One odd theme pops up in all many Weird Westerns: survival of the Confederacy. It appears in this book too. And … the settlement that ended the Civil War also included a concession to the talking Bears who fought on the Union side. The bears get to keep the Western territories, as wild and free Bear country. If that’s what the Bears get, and the Confederacy survives, I have to wonder just who or what was fighting for the rebels in order to produce that sort of negotiated settlement. 

In one Weird Western, Wrede’s Frontier Magic series, Native Americans were quietly erased. I presume that the impetus here was not to undermine the fun of the Old West by admitting the reality of the Old West. That authorial decision bothered me in the Wrede books; it would have been outrageous if Tanzer, writing a book about prejudice and stereotyping, had taken the same tack. There are Native Americans in this book, but it seems that they didn’t do much better in this alternate history than they did in the real world. It seems very odd that the Bears managed to win the sort of lasting concessions (territory and rights) that Native Americans never managed to win or keep2.

A reviewer who was not me would probably peg Lou as a cross-dresser. I saw her as someone who just wants to dress comfortably. If that outrages gender conventions, too bad. Since society disapproves of mixed-race Lou simply for existing, she sees no point in trying to win acceptance by dressing up in proper female attire. Even if she looked like a fashion plate from Godey’s Lady’s Book , the people around her would still treat her badly. 

The novel’s cast is diverse, in lots of different ways. Too bad for them that they live in an America where diversity is an affront to right-thinking people. At least their author is sympathetic. 

Vermilion is available from Word Horde3. Judging by the book’s ending, sequels are not out of the question. 

1: For example, if you live in a world where resurrections are a daily fact of life, this is going to undermine the specialness of any particular example. And this goes double if that world’s usual means of gaining life beyond death is socially unacceptable (i. e. vampirism or zombification). But if the secondary world is to be constructed of the familiar (the real world) plus the strange (the fantastic), authors are tempted to ignore logic and consistency. It’s just too difficult to rethink the world completely … which would also remove all the familiarity. 

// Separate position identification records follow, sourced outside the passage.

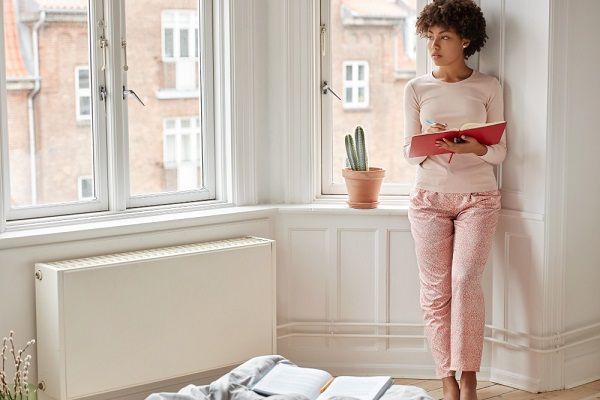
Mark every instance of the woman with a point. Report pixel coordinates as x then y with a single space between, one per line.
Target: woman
454 205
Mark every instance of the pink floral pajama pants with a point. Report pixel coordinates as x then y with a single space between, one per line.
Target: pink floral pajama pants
453 234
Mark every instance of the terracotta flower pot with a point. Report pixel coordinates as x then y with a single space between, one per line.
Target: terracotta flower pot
363 187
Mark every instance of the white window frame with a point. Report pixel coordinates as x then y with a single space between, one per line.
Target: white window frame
110 130
327 186
79 93
355 84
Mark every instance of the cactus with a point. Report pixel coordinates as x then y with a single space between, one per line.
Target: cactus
351 152
358 158
361 148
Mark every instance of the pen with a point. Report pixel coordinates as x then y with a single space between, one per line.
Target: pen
431 122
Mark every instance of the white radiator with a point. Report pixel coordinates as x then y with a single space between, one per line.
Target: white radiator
117 321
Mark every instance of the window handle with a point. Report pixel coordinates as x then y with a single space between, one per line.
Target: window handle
325 87
124 47
130 91
103 46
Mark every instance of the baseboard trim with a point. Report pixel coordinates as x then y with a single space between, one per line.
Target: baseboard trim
169 385
517 381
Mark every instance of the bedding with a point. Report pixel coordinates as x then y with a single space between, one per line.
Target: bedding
238 383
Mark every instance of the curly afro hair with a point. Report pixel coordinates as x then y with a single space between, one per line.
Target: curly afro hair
464 16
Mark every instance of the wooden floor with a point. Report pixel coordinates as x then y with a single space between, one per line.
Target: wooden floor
490 390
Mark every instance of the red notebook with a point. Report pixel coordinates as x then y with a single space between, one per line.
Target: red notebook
488 134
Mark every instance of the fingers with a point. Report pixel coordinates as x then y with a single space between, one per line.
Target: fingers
446 144
437 127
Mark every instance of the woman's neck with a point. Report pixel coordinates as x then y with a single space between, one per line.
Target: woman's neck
452 73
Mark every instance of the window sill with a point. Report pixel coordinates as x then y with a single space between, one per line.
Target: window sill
107 225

In a previous review, I wondered if there are living angels wandering the world, how is there even a Paris?” Perhaps I need to ease up a bit on alternate world fantasies. 

2: The concessions to the Bears include an end to railway construction in Bear country, which should have had (an for all we know did) a significant effect on the course of US/Native American relations. More of that dang worldbuilding! 

3: Not to be confused with publisher Word Hord Press.